I spent some time talking with Mike Simpson who was cooking with Willinghams BBQ.  He invited me and the wife to come into thier fenced off space and spoke with us one on one about smoking bbq and the pellet stove that they were using to turn out competition bbq.  He was very informative and one of the few people that I saw doing any kind of Public Relations work.

Meeting David Klose was the highlight of the day.  He also invited us in and gave us a tour around the pit he brought with him.  That thing had a tv built into it. I have never seen anything like it.  It even had a couple of barstools.  It also had a high tec grill that put out an insane amount of btu's.  At the end of the visit he forced me to take a picture with him.

The smell of bbq stayed with me all the way home.


----------



## LarryWolfe (May 19, 2007)

Page not found on the link Cliff


----------



## cflatt (May 19, 2007)

Cant get the link to work. Sounds like you had a great time. Nothing like the smell of smoke staying with you.


----------



## Cliff H. (May 19, 2007)

I emailed myself and everything.  I'm working on it. :twisted:


----------



## Cliff H. (May 19, 2007)

Try This.  If it don't work then I will do it the hard way.

http://www.kodakgallery.com/ShareLandin ... share&Ux=0


----------



## cflatt (May 19, 2007)

working great, Thanks for posting.

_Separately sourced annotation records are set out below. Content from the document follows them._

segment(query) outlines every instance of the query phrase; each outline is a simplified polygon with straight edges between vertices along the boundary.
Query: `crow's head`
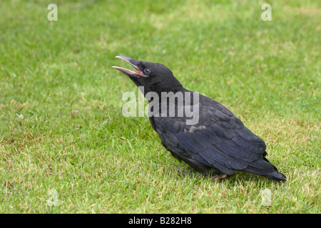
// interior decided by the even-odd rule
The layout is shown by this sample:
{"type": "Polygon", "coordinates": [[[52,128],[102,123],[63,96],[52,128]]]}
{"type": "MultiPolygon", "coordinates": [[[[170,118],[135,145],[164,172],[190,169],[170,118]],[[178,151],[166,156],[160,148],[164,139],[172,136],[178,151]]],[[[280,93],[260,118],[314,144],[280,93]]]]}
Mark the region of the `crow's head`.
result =
{"type": "Polygon", "coordinates": [[[113,68],[126,74],[137,86],[144,86],[144,93],[149,91],[175,93],[183,89],[172,71],[163,64],[143,62],[126,56],[116,57],[131,64],[138,72],[118,66],[113,68]]]}

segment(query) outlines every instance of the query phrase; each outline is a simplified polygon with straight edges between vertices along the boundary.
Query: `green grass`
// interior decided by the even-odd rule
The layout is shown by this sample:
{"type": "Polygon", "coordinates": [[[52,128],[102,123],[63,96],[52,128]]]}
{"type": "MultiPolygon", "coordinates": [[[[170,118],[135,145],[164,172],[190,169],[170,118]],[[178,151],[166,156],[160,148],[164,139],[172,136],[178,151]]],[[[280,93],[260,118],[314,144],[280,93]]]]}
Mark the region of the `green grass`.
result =
{"type": "Polygon", "coordinates": [[[54,1],[53,22],[50,3],[1,1],[1,213],[321,212],[320,1],[270,1],[272,21],[263,1],[54,1]],[[288,181],[177,175],[148,118],[122,115],[138,92],[117,55],[223,103],[288,181]]]}

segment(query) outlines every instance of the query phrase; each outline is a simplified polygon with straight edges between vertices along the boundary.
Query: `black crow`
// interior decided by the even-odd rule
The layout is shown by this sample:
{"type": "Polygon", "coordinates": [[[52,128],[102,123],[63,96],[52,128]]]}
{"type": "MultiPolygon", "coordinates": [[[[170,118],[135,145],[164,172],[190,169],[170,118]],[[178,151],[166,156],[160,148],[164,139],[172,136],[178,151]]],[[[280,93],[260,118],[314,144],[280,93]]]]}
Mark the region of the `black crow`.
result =
{"type": "Polygon", "coordinates": [[[143,93],[153,113],[149,115],[153,128],[163,145],[180,162],[213,179],[242,171],[286,180],[265,158],[264,141],[227,108],[184,88],[172,71],[160,63],[116,58],[137,71],[113,66],[126,74],[143,93]],[[194,116],[190,115],[193,112],[194,116]]]}

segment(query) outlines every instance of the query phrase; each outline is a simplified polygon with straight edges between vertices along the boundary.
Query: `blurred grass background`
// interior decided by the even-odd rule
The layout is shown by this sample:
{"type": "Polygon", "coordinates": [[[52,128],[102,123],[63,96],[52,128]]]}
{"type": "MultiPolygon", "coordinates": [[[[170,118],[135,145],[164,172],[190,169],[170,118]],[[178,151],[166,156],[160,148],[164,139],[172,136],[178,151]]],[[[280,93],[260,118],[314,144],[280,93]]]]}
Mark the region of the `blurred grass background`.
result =
{"type": "Polygon", "coordinates": [[[0,1],[0,212],[320,212],[319,1],[0,1]],[[178,176],[148,118],[122,115],[138,90],[117,55],[227,106],[288,181],[178,176]]]}

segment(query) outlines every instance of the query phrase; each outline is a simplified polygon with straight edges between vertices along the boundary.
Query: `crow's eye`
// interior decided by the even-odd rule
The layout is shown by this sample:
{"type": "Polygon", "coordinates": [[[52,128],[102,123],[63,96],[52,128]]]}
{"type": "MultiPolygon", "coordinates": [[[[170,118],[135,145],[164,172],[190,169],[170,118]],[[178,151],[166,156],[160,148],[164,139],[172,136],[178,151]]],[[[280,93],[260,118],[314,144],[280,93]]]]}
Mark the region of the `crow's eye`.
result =
{"type": "Polygon", "coordinates": [[[148,69],[148,68],[145,68],[145,69],[144,69],[144,73],[151,73],[151,70],[148,69]]]}

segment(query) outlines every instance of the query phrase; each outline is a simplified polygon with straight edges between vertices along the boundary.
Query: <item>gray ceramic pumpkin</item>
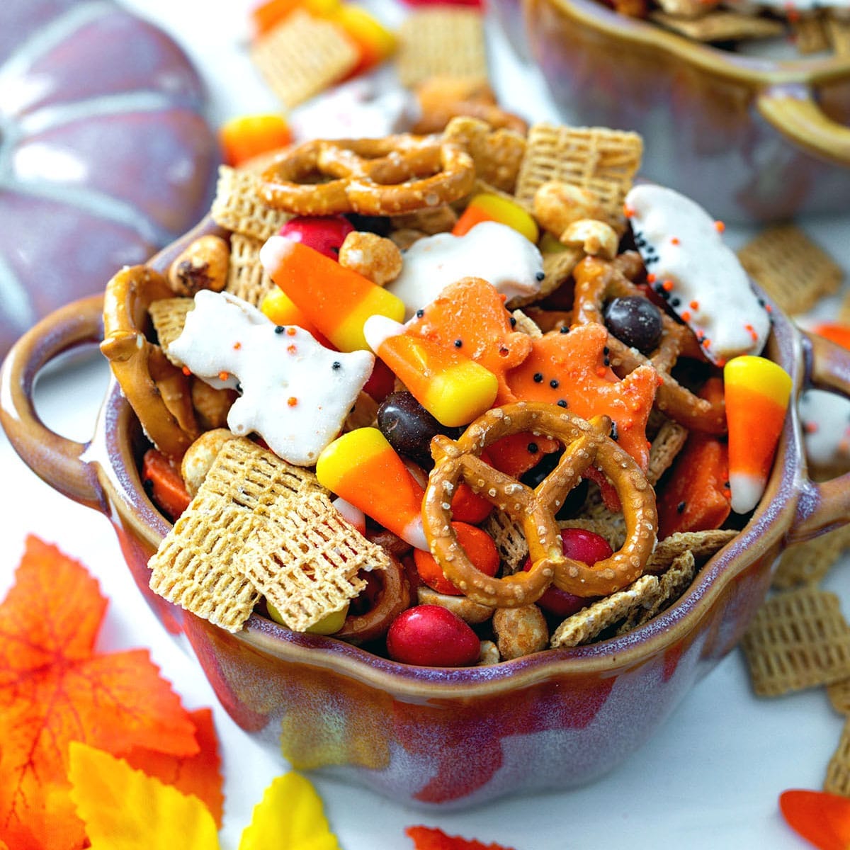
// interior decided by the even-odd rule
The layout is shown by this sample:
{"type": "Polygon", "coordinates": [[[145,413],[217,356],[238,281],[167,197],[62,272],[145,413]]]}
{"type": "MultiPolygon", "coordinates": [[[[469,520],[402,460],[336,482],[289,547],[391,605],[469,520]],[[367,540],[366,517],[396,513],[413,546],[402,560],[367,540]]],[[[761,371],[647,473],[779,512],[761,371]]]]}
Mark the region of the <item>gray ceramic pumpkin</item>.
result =
{"type": "Polygon", "coordinates": [[[0,3],[0,354],[194,224],[218,162],[203,86],[104,0],[0,3]]]}

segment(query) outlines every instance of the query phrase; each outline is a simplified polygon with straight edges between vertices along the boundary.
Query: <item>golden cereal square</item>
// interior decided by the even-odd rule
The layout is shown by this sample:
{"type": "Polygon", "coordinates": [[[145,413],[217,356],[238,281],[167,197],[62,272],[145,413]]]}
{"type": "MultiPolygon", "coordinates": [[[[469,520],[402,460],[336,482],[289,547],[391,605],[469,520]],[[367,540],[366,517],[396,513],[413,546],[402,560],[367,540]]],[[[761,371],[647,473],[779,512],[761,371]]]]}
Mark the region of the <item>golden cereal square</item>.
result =
{"type": "Polygon", "coordinates": [[[760,696],[850,677],[850,626],[838,597],[804,586],[778,593],[756,612],[741,647],[760,696]]]}
{"type": "Polygon", "coordinates": [[[297,9],[254,45],[251,58],[292,109],[342,80],[360,54],[340,27],[297,9]]]}
{"type": "Polygon", "coordinates": [[[399,27],[396,70],[409,88],[433,76],[486,81],[481,12],[447,5],[409,12],[399,27]]]}

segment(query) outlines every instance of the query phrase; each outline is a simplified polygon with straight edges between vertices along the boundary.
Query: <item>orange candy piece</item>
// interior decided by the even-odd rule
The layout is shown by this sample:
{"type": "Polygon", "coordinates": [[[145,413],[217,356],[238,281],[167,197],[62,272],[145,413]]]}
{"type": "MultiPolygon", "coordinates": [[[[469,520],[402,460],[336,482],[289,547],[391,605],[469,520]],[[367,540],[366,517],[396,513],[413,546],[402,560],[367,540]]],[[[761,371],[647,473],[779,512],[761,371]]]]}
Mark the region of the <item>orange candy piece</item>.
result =
{"type": "Polygon", "coordinates": [[[605,362],[607,345],[607,329],[594,322],[568,333],[544,334],[532,341],[523,364],[507,373],[507,384],[521,401],[560,404],[583,419],[610,416],[617,442],[645,470],[646,422],[658,373],[652,366],[638,366],[620,381],[605,362]]]}
{"type": "MultiPolygon", "coordinates": [[[[700,395],[711,402],[722,400],[723,382],[710,378],[700,395]]],[[[658,539],[720,528],[732,509],[729,498],[726,440],[692,431],[658,499],[658,539]]]]}
{"type": "Polygon", "coordinates": [[[274,113],[231,118],[218,128],[218,144],[226,165],[235,167],[292,141],[286,119],[274,113]]]}
{"type": "Polygon", "coordinates": [[[793,789],[779,795],[788,825],[819,850],[850,847],[850,800],[826,791],[793,789]]]}
{"type": "Polygon", "coordinates": [[[518,401],[505,374],[531,351],[531,337],[513,330],[505,297],[483,278],[465,277],[446,286],[407,326],[406,333],[456,348],[498,381],[495,405],[518,401]],[[460,345],[456,343],[460,341],[460,345]]]}

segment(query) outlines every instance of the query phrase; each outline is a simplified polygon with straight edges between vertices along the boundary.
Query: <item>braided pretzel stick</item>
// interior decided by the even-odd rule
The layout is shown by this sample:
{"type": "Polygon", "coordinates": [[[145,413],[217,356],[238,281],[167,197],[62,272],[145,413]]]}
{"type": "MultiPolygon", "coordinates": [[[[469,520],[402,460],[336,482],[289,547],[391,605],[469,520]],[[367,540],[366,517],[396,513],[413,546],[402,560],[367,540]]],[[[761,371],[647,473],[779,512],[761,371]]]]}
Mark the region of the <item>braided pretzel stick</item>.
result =
{"type": "MultiPolygon", "coordinates": [[[[573,321],[579,325],[588,322],[604,325],[602,305],[606,300],[627,296],[643,298],[641,291],[620,270],[631,268],[632,264],[627,258],[619,264],[616,261],[608,263],[595,257],[581,260],[573,269],[575,280],[573,321]]],[[[700,399],[683,387],[670,373],[681,354],[696,354],[699,352],[699,344],[693,332],[663,310],[661,321],[661,341],[649,357],[644,357],[639,351],[609,333],[611,367],[623,377],[639,366],[649,364],[654,366],[661,379],[655,404],[662,413],[692,430],[725,434],[726,411],[722,401],[712,403],[700,399]]]]}
{"type": "Polygon", "coordinates": [[[150,440],[179,461],[200,434],[189,378],[144,334],[150,303],[173,295],[153,269],[122,269],[106,285],[100,350],[150,440]]]}
{"type": "Polygon", "coordinates": [[[552,583],[576,596],[608,596],[638,578],[655,545],[655,494],[630,455],[607,436],[610,420],[587,422],[555,405],[518,402],[476,419],[456,440],[431,441],[436,466],[422,502],[431,553],[463,594],[481,605],[513,608],[536,601],[552,583]],[[534,490],[481,460],[484,449],[509,434],[530,431],[557,439],[558,466],[534,490]],[[626,540],[609,558],[590,566],[563,553],[555,513],[591,466],[612,481],[622,505],[626,540]],[[451,527],[450,496],[460,480],[519,523],[531,568],[502,578],[476,570],[451,527]]]}
{"type": "Polygon", "coordinates": [[[305,142],[266,168],[259,194],[297,215],[387,216],[458,201],[474,182],[472,157],[460,145],[399,133],[305,142]]]}

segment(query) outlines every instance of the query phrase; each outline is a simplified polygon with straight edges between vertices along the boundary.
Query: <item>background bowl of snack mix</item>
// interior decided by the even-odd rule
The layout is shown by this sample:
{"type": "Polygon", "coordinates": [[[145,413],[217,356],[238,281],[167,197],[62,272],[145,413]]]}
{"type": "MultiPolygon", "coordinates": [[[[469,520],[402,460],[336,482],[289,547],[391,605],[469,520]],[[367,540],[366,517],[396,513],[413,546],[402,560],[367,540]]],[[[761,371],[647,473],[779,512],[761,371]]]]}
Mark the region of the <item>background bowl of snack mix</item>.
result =
{"type": "MultiPolygon", "coordinates": [[[[496,5],[510,16],[511,0],[496,5]]],[[[846,8],[528,0],[524,11],[564,119],[641,133],[649,179],[729,222],[847,208],[846,8]]]]}
{"type": "MultiPolygon", "coordinates": [[[[186,249],[209,235],[231,244],[239,237],[207,219],[140,274],[178,266],[186,249]]],[[[244,251],[236,262],[244,264],[244,251]]],[[[134,298],[131,309],[138,307],[134,298]]],[[[3,370],[2,415],[15,450],[55,489],[110,519],[141,593],[166,628],[188,638],[240,727],[297,768],[333,768],[411,805],[462,808],[575,787],[611,769],[657,733],[738,643],[784,547],[840,524],[847,513],[843,478],[815,484],[807,474],[794,401],[813,383],[846,393],[847,355],[774,309],[765,356],[790,377],[792,403],[759,504],[737,526],[663,541],[654,556],[664,561],[657,577],[644,575],[586,609],[580,621],[558,632],[564,641],[554,648],[468,666],[400,663],[387,657],[380,640],[357,645],[290,630],[255,598],[244,622],[223,627],[208,609],[190,613],[185,599],[181,607],[151,591],[149,562],[173,529],[145,488],[142,470],[151,445],[120,385],[110,384],[86,444],[53,433],[35,412],[39,370],[69,348],[100,340],[103,309],[99,298],[77,302],[13,349],[3,370]],[[644,580],[677,590],[666,603],[643,599],[638,584],[644,580]]],[[[144,311],[136,320],[147,323],[144,311]]],[[[163,326],[157,332],[167,335],[163,326]]],[[[250,490],[242,486],[240,498],[250,490]]],[[[224,538],[205,539],[201,552],[224,538]]],[[[229,605],[239,588],[219,580],[228,586],[229,605]]],[[[380,600],[379,588],[377,607],[380,600]]]]}

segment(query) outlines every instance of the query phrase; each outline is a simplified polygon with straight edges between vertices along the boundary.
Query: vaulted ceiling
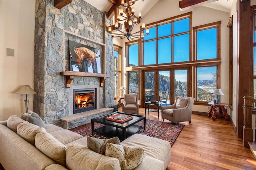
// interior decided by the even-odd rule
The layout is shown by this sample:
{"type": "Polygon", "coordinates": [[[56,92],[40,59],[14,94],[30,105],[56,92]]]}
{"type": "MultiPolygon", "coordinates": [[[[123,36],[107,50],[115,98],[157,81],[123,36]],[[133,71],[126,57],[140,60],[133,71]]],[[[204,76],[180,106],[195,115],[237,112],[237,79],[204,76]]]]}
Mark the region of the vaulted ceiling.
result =
{"type": "MultiPolygon", "coordinates": [[[[109,16],[114,15],[112,12],[116,6],[121,4],[121,0],[84,0],[102,12],[107,12],[109,16]]],[[[158,1],[164,0],[137,0],[134,6],[137,12],[145,15],[158,1]]],[[[180,1],[181,10],[185,10],[199,6],[230,12],[234,0],[183,0],[180,1]]]]}

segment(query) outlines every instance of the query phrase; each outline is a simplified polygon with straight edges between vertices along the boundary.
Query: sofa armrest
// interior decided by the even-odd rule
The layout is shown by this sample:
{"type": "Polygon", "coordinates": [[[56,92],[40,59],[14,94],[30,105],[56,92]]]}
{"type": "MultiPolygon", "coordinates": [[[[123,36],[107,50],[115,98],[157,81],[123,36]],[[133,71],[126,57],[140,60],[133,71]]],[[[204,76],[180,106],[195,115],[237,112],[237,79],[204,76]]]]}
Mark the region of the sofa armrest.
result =
{"type": "Polygon", "coordinates": [[[1,125],[5,125],[5,126],[7,126],[7,120],[4,120],[3,121],[0,121],[0,124],[1,125]]]}
{"type": "Polygon", "coordinates": [[[67,170],[64,166],[56,164],[52,164],[45,168],[44,170],[67,170]]]}
{"type": "Polygon", "coordinates": [[[164,163],[160,160],[146,156],[134,170],[164,170],[164,163]]]}

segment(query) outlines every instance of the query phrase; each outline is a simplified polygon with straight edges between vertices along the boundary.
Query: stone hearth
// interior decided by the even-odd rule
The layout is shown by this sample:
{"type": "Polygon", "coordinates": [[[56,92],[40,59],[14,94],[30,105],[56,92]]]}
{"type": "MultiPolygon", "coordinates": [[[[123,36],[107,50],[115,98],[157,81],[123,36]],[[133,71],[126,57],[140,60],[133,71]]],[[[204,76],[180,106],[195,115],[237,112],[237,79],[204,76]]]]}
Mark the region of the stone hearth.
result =
{"type": "Polygon", "coordinates": [[[36,0],[34,89],[38,93],[34,95],[34,111],[46,123],[62,126],[60,119],[71,114],[70,90],[66,88],[65,77],[60,74],[69,70],[69,40],[88,46],[93,45],[93,42],[103,45],[102,66],[110,77],[102,86],[98,77],[75,76],[70,85],[98,86],[98,109],[114,104],[113,40],[106,30],[112,21],[106,13],[83,0],[73,0],[61,9],[54,7],[54,3],[36,0]]]}
{"type": "Polygon", "coordinates": [[[62,125],[65,129],[74,128],[91,123],[91,119],[113,113],[112,108],[104,108],[76,113],[60,119],[62,125]]]}

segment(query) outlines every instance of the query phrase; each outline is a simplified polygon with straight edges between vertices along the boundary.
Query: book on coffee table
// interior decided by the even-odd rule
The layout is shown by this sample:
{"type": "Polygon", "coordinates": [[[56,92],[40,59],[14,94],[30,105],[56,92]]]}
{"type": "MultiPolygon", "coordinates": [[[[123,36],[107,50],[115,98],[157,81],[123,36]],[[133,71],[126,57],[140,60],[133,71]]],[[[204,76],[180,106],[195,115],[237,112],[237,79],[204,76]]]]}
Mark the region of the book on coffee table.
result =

Looks like you had a blast.

was that pic with Dave right before you signed up for your next pit ?????


----------



## Cliff H. (May 19, 2007)

Good deal


----------



## Bruce B (May 19, 2007)

Great pics Cliff, yeah that Dave Klose is quite the character....


 [smilie=a_holycrap.gif]  [smilie=a_help.gif]


----------



## SteerCrazy (May 19, 2007)

Great pics! I love Memphis, use to travel through there frequently when I lived in Little Rock.  Looks like you had a great time!


----------



## Uncle Bubba (May 20, 2007)

Great pics.  Ever meet anyone that talks as much as Dave Klose???  He's quite a character and a great guy.


----------



## Bill The Grill Guy (May 20, 2007)

fantastic pics.  felt like I was right there.  Looked like a great time.


----------



## Captain Morgan (May 20, 2007)

Cliff, thanks for that....looks like the trip of a lifetime!

Mucho jealous here..


----------



## Cliff H. (May 20, 2007)

Jack's Old South takes Grand Champion.........again.

Must be something to high heat cooking afterall.

There was not one WSM in the whole event......Well there was one at the Weber tent but is only for show.

I only saw two eggs and no other ceramic cooker either.

I did see a couple of chargrillers and that really took me by surprise.

PS: I have a very good inside source that tells me  that Weber is going to be producing a 22 1/2" WSM.  I learned of this at the event while standing in line to get a Pulled Pork sammie.


----------



## Captain Morgan (May 20, 2007)

Cliff, I've heard the same thing....can't wait to see it.
corporate crap takes too long!!!  just show me the money!!!


----------



## Greg Rempe (May 22, 2007)

Mike, does Starbucks sponsor you at all?


----------



## Cliff H. (May 22, 2007)

Sorry I missed you.  

We can hook up next year.  Look forward to tasting that sauce.


----------